Thursday, April 21, 2011

Homily: Holy Thursday



“Christ our Paschal Lamb has been sacrificed. Therefore let us celebrate the festival.”
-1 Corinthians 5:7

My dear sisters in Christ,

1. In the film The Passion of the Christ there is a great scene from Holy Thursday where Mary the Mother of Jesus and Mary Magdelene are sleeping, and Mary the Mother of Jesus suddenly awakens from sleep. Mary Magdelen asks here “What Mary. What is it?” The Blessed mother responds “Listen. “Why is this night different from every other night?” Magdelene looks at her knowing that something is very wrong, and responds saying “because once we were slaves and we are slaves no longer.” This question and its response is one of great importance, because it a question that is asked every time a Jewish family gathers to celebrate the Passover meal. It sets the tone for everything that will transpire during that sacred meal wherein the sacrificial lamb is eaten. The Last Supper, the event that we mystically enter into this evening, is the Passover of the New Covenant, where Christ the Paschal Lamb is sacrificed and given to us as the food of eternal life. So why, my dear sisters, is this night different from every other night? Because once we were slaves and we are slaves no longer.

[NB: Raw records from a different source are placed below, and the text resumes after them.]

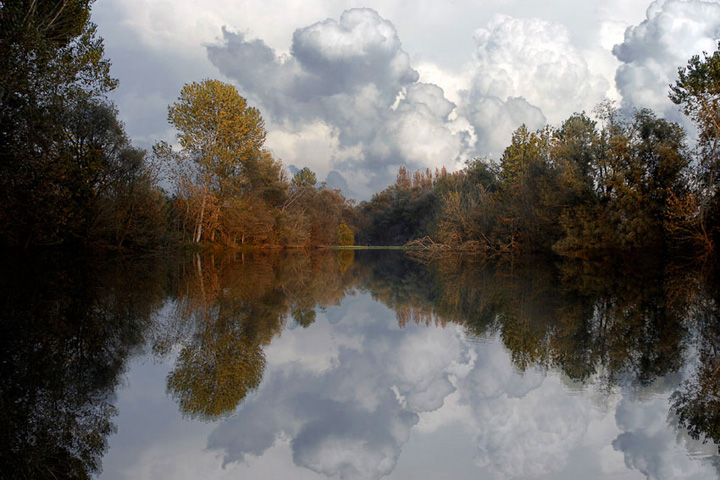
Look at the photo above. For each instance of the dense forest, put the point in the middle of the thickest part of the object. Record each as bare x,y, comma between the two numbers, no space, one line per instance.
70,176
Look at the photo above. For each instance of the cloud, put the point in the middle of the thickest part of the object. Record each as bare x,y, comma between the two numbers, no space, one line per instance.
651,53
526,71
526,425
351,418
351,78
650,447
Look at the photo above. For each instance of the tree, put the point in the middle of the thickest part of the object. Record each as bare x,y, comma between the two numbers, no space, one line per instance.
697,90
50,60
221,139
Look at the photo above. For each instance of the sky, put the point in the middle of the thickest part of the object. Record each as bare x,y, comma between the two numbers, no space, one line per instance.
355,90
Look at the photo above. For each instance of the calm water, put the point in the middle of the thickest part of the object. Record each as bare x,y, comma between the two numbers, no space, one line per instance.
356,365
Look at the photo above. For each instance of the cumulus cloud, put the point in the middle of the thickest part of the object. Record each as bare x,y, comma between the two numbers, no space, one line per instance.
650,447
526,71
351,418
652,52
526,425
353,77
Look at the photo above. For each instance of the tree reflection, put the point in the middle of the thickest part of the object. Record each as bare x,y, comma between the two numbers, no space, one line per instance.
697,402
229,308
69,325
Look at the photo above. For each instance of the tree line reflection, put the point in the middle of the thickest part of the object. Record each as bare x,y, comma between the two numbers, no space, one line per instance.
71,324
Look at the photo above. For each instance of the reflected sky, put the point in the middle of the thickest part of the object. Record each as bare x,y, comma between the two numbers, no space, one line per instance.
355,396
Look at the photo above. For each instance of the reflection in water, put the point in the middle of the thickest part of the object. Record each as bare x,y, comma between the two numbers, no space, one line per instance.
614,331
227,311
68,326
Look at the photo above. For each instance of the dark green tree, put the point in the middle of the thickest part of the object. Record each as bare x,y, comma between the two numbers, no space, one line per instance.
50,61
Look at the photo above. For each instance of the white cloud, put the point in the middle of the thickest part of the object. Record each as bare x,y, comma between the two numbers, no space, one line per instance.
347,75
652,52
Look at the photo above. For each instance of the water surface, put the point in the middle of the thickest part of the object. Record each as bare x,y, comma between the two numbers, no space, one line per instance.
356,365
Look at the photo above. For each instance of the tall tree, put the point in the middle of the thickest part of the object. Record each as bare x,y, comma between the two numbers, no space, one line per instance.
221,139
50,59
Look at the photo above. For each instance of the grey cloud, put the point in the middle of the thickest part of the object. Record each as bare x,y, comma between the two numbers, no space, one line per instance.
494,120
361,48
652,52
535,59
349,73
348,421
650,447
526,425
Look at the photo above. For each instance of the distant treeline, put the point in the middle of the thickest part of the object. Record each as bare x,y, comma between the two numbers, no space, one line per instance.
70,176
588,188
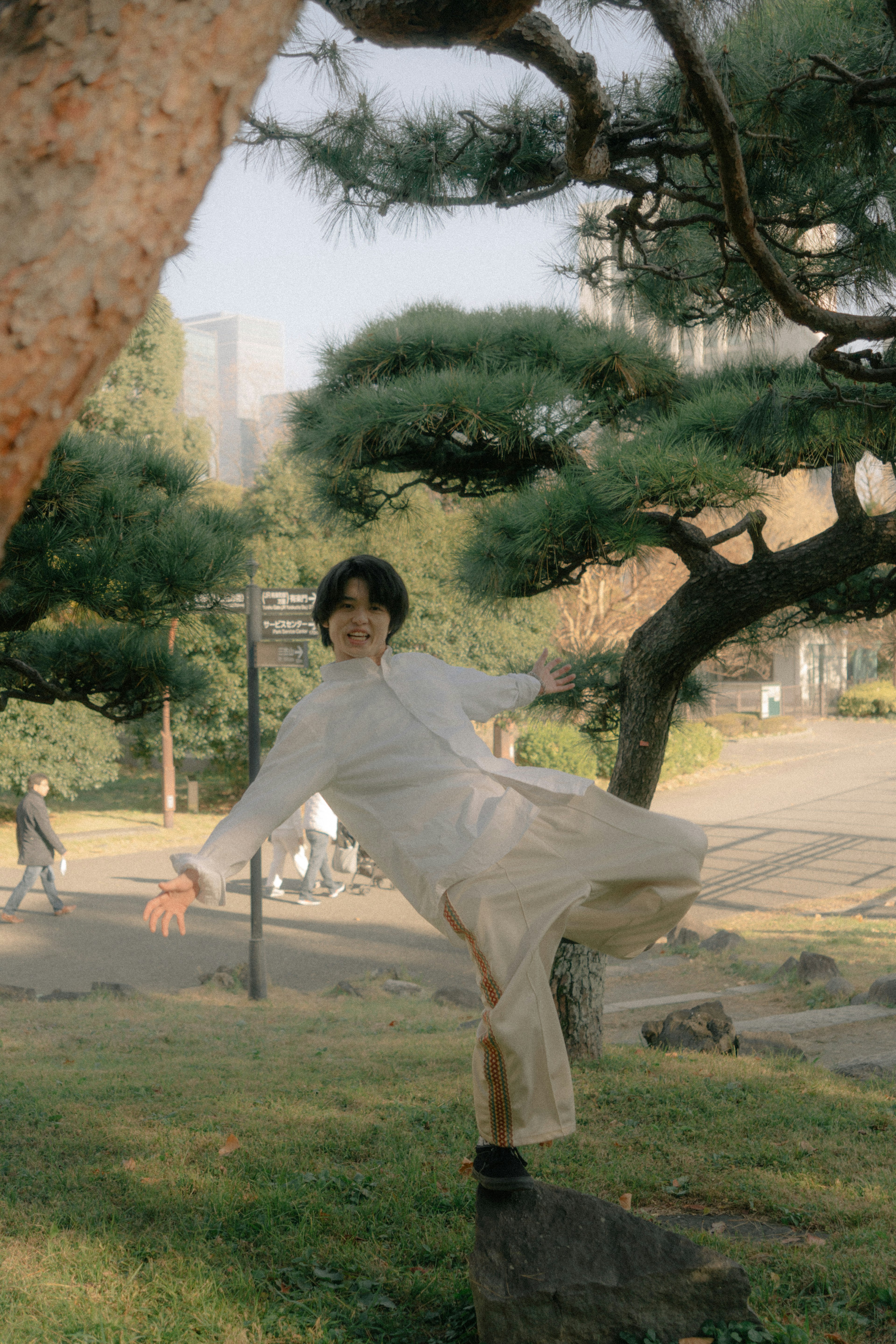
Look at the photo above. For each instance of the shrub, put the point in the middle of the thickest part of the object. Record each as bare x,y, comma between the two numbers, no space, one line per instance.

2. Pope Benedict points out in his latest book, the second part of Jesus of Nazareth, that
in St. John’s Gospel, he goes to great lengths to indicate that the Last Supper was not a Passover meal. On the contrary: the Jewish authorities who led Jesus before Pilate’s court avoided entering the praetorium, “so that they might not be defiled, but might eat the Passover” (18:28). The Passover, therefore, began only in the evening, and at the time of the trial the Passover meal had not yet taken place; the trial and crucifixion took place on the day before the Passover, on the “day of preparation”, not on the feast day itself…According to this chronology, Jesus dies at the moment when the Passover lambs are being slaughtered in the Temple. Jesus dies as the real lamb, merely prefigured by those slain in the Temple. (Benedict XVI, 83).”

In order to grasp the significance of Jesus being the true and final paschal lamb let’s take some time to examine the requirements for the Passover meal, including the sacrificing of the paschal lamb and see just how well Jesus fulfills the law and the prophets.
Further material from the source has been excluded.